According to filings made by Novell
[On] February 2, 2011, each of [CPTN Holdings] and Novell received a Second Request from the DOJ regarding the sale of certain identified patents and patent applications to CPTN contemplated by the Patent Purchase Agreement. The Second Requests have the effect of extending the waiting period under the HSR Act until 30 days after both parties have substantially complied with the Second Requests, unless the waiting period is earlier terminated. Novell is in the process of gathering information to respond to this Second Request and is continuing to cooperate fully with the DOJ in connection with its review.

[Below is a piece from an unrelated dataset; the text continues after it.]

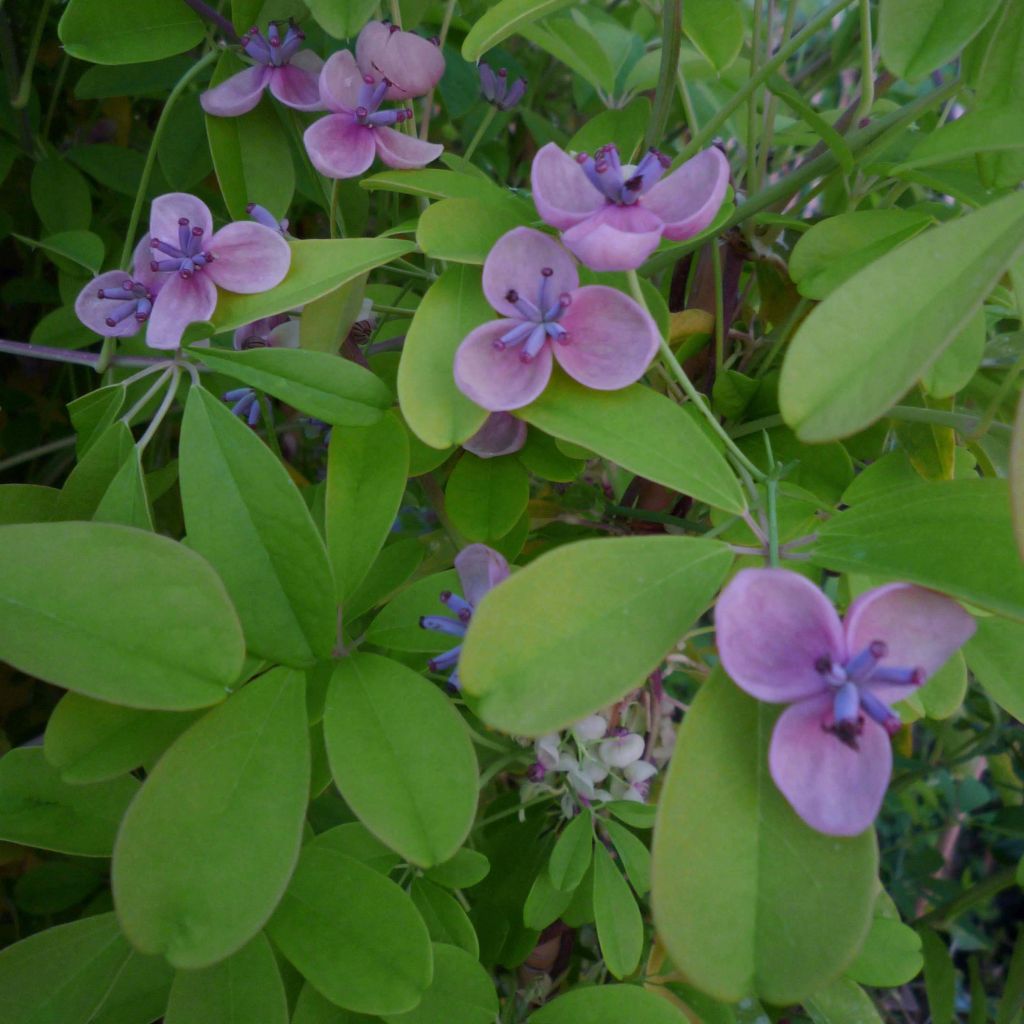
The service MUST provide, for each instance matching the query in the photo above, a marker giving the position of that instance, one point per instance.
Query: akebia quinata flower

The Open Source Initiative commends the US Department of Justice for taking this important step to promote innovation by issuing a second request and deepening the investigation of CPTN’s acquisition of Novell’s patents. As we have stated, the history is clear: patents have been—and are likely to be—used by CPTN and its members to create fear, uncertainty and doubt concerning open source software, raise competitors costs and threaten customers. We trust and hope that following a thorough investigation, the DoJ will impose whatever measures are necessary to ensure that CPTN does not harm the commercial open source development model or market competition.
The Open Source Initiative is also grateful to the Free Software Foundation for joining with the OSI in making a statement   to the US Department of Justice, thus making it clear that this matter concerns the whole community of free, libre, and open source software (FLOSS) users and developers. As the FSF says in their response to the fact of the DOJ’s second request
When proprietary software companies attack free software with patents, that can be anticompetitive activity. The DOJ is right to investigate and ensure that won’t be a problem with this deal, and they’re setting good precedent for investigating future acquisitions.